Métal, thrash et cheveux longs

Publié le 15 décembre 2016 par Isabelle Lareau

Crédit photo : Elektra et Harald Oimoen

Le groupe a vu le jour en 1981, à Los Angeles, suite à une initiative de Lars Ulrich, qui souhaitait former un groupe métal. Par le biais de deux annonces dans un journal, il recrute James Hetfield et, ensuite, Dave Mustaine. Lors des premiers enregistrements, Hetfield jouait de la basse. Les choses ont bien changé depuis!

Ils trouvent un bassiste, Ron McGovney, qu’ils remplacèrent peu après par un autre plus talentueux, Cliff Burton. Le chanteur et le batteur ont de fortes de personnalités et sont très ambitieux; ils ne tolérèrent pas la faiblesse. Le groupe lance un premier album, Kill ‘Em All, en 1983, et se fait aussitôt remarquer par la communauté métal. La chanson «Metal Thrashing Mad» d’Anthrax (tiré de l’album Fistful of Metal, paru en 1984) inspire les journalistes, ceux-ci récupèrent le mot thrash pour définir ce type de musique métal agressif et rapide. Metallica hérite de ce qualificatif (tout comme Ozzy Osborne, Slayer et Megadeth, baptisés les Big Four of Thrash).

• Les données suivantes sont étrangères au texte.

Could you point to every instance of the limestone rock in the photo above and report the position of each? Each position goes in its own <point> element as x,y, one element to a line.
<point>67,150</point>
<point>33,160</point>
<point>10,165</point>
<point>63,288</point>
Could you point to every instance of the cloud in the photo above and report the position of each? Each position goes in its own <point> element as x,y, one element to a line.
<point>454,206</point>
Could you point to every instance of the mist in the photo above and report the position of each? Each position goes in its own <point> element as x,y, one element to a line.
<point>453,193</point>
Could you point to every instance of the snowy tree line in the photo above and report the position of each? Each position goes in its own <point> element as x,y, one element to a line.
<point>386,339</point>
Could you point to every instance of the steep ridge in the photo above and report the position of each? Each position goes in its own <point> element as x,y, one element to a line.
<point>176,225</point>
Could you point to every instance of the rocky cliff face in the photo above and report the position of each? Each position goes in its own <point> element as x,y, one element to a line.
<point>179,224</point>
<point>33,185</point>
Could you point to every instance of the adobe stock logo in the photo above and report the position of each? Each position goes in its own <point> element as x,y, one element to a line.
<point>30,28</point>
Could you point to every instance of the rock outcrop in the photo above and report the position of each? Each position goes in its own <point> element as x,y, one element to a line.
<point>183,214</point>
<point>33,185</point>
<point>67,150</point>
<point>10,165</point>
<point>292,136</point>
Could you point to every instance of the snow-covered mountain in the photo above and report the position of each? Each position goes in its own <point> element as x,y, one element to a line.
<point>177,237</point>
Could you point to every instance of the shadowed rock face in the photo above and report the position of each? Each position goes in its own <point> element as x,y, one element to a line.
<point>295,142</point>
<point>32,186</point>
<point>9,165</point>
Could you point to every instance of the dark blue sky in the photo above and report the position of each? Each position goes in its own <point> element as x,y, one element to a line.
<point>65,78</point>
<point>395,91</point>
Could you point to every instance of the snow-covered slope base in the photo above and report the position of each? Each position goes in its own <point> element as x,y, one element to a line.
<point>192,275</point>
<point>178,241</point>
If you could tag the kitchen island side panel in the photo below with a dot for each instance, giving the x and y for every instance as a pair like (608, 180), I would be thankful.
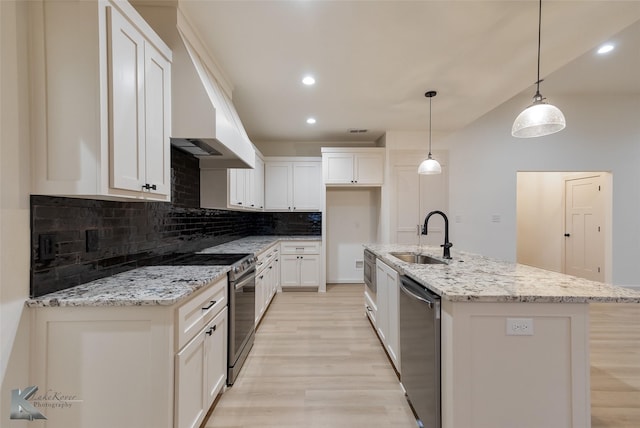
(490, 378)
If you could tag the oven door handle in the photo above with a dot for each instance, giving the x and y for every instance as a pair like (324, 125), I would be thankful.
(246, 279)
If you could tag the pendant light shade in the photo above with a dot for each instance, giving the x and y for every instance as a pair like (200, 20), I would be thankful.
(540, 118)
(430, 166)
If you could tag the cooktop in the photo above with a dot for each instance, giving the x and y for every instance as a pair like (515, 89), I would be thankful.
(200, 259)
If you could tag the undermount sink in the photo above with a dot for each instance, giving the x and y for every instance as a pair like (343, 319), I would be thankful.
(421, 259)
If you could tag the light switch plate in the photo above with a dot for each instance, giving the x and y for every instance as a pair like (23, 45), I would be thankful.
(519, 326)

La même année, le quatuor sort Ride the Lightning, qui connaît autant, si ce n’est pas davantage, de succès que son prédécesseur. D’ailleurs, c’est grâce à ce disque que les fans sont introduits au nouveau guitariste, Kirk Hammett. En effet, Dave Mustaine, qui est un très bon guitariste et a qui a créé quelques-uns des riffs les plus distinctifs du groupe, se fait montrer la porte; Ulrich et Hetfield lui reprochant sa dépendance à l’alcool. Cette décision brise le cœur de Mustaine, qui créera Megadeth par la suite. La suite des événements est, disons, moins élégante: des propos pleins de vitriol fusent des deux côtés dans le cadre de diverses entrevues, au fil des années. Récemment, Mustaine a rejoint Metallica sur scène et les gars semblent s’être réconciliés, mais le chemin de la rédemption fut long et tortueux.  

Mais revenons à 1985, lorsque le quatuor, très enthousiaste, entra en studio en compagnie du réalisateur Flemming Rasmussen (qui était l’assistant-réalisateur de Ride the Lightning). Ils enregistrèrent une première version de Master Of Puppets et le mixage déplaît aux membres du groupe. Celui-ci, voulant rectifier le tir, envoya les bandes originales à Michael Wagener (qui a travaillé avec Mötley Crüe sur Too Fast for Love (1981) ainsi que No More Tears d’Ozzy Osborne (1991)). Cette fois-ci sera la bonne et l’album se retrouve, finalement, dans les bacs le 3 mars 1986.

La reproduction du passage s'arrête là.